Marcos
Torres é escritor
e cursa Letras na Universidade Federal da
Bahia. Poesia Metafísica é um registro de uma
poesia que questiona o mundo através de uma visão
metafísica e seus desdobramentos em
relação à vida, ao outro, à
natureza, à existência, possibilitado pela poesia.
O livro conta com a participação de
Ignácio Neto e Vilma Paz. À seguir, o escritor
esclarece algumas questões sobre a sua
produção e dados biográficos.
1.
Poesia metafísica é o nome do seu livro. Por
quê?
Embora pareça uma pergunta fácil à
primeira vista e até mesmo lugar-comum, segundo alguns
dizem, não considero uma pergunta tão
fácil de ser respondida, pois entendo que o
título de um livro tem uma importância fundamental
para todo o conjunto da obra antes e após sua
publicação.
Penso que tudo deve estar conectado, pelo menos para mim isso
é muito importante. Este nome nasceu da ideia de temas que
eu já vinha lendo e de certo modo fazia parte de minha
escrita poética.
Sempre tive grande interesse pela Metafísica, por captar
flashes do cotidiano e da vida urbana contemporânea que
muitas vezes me assombram, e também os temas
filosóficos que têm me provocado muito nos
últimos anos.
O livro Poesia Metafísica nasceu desse emaranhado de
confluências.
2.
Quando decidiu ser um poeta? Acredita que haja possibilidade de viver
produzindo poesia na contemporaneidade?
Primeiramente jamais decidi um dia ser poeta. E tenho sérias
preocupações com quem o faz. Talvez isto nem
exista; ninguém vai chegar para outra pessoa e dizer: sou
poeta, faço poesia, sou romancista etc.
Talvez este tipo de legitimação venha de um
processo de maturação, de uma trabalho
diário com a linguagem. Isso também
não significa que alguém vai ser um poeta ou um
romancista por conta disso, tem algo mais que eu não saberia
dizer com muita precisão neste momento.
O que posso dizer até o momento sobre esta
questão é se alguem é ou
não um poeta, isso vem da recepção e
de uma complexa rede de legitimação.
Particularmente, eu acredito viver produzindo poesia em qualquer
época, principalmente não respondendo nem estando
atrelado a certa demanda de leitura: mercado, igreja, gueto,
religião, política, ideologias preconcebidas etc.
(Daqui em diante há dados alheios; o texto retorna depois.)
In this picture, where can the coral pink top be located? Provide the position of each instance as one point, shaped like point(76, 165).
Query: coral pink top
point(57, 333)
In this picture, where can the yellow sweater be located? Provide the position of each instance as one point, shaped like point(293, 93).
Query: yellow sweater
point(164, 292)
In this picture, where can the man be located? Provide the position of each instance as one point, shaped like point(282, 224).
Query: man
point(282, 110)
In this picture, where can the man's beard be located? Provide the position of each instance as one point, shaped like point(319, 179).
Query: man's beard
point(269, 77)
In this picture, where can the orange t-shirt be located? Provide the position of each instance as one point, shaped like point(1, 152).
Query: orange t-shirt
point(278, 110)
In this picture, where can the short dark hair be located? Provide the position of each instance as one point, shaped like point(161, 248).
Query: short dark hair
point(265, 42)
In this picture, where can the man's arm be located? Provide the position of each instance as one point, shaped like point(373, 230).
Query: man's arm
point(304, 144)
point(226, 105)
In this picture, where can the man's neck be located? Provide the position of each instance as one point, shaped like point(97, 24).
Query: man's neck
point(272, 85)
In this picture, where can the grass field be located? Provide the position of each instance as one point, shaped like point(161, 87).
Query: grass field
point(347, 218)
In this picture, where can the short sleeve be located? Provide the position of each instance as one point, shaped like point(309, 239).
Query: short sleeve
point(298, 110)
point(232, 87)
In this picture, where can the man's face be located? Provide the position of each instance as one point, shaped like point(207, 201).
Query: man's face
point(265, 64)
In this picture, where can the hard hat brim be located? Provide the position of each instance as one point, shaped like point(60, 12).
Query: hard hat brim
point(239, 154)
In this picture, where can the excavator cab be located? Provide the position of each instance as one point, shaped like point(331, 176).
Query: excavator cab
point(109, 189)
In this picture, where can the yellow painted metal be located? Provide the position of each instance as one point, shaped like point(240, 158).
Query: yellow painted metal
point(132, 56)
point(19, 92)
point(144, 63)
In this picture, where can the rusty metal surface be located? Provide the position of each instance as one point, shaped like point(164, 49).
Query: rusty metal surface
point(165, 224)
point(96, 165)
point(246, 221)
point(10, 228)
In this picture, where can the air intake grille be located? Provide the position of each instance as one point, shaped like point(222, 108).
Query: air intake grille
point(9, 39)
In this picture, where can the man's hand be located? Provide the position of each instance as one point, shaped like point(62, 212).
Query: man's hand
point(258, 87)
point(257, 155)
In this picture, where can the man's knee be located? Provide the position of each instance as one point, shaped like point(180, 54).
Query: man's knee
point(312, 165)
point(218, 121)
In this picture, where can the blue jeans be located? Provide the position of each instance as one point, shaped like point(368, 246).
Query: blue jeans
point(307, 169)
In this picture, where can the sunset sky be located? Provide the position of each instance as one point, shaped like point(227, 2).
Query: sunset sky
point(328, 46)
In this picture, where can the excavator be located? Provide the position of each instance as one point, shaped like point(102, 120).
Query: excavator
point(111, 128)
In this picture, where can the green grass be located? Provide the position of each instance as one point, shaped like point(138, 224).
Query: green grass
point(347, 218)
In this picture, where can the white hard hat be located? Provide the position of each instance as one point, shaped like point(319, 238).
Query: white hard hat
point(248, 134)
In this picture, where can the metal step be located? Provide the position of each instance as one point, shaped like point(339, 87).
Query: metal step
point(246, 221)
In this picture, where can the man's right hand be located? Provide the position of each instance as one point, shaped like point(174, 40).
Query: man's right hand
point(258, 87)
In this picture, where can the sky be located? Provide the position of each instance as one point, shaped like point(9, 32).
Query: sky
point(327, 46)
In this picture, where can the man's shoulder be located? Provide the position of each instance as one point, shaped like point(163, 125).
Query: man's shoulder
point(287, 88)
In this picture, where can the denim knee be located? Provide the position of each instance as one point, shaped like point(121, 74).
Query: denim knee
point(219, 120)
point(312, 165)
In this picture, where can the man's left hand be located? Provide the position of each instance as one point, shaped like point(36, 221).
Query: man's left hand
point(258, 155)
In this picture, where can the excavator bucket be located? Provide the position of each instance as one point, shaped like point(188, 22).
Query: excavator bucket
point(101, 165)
É claro que uma postura como essa pode trazer
várias consequências. É
apostar.
3.
Quem escrever poesia obviamente tem o seu cânone. Qual o seu?
Concordo. Embora tenha um cânone diferente daquele que dizem
por aí. O meu cânone não vive numa
redoma de vidro e nem numa torre de marfim e, de certo modo,
não está sacralizado nem engessado como se o
mundo não tivesse outras possibilidades. O meu
cânone é altamente transitório e
mutável.
O que quero dizer com isso é que não leio lista
do tipo: os dez melhores do século, do mundo, de todos os
tempos, os dez melhores da revista tal etc. Para mim, isso
não faz a menor diferença.
Isso também não significa que eu não
leia alguns desses autores contidos nessas listas; leio, mas
não por isso, mas porque algo no seu trabalho como poeta e
ou romancista me atrai e me deixa inquieto como leitor.
Pouco me interessa se ele está numa lista ou no anonimato.
Leio aqueles que são considerados canônicos pela
tradição e aqueles que jamais foram vistos por
aí nas prateleiras das livrarias; todas as minhas escolhas
são a partir das minhas afinidades eletivas, das coisas que
me atraem e do meu gosto como mero leitor de poesia e literatura.
Com isso, não quero dizer que o trabalho dos
críticos literários não seja
importante, muito pelo contrário, considero o trabalho
crítico muito importante para canalizar essa
experiência de leitura especializada para fomentar o desejo
de novos leitores para o gosto pela leitura, poesia e literatura.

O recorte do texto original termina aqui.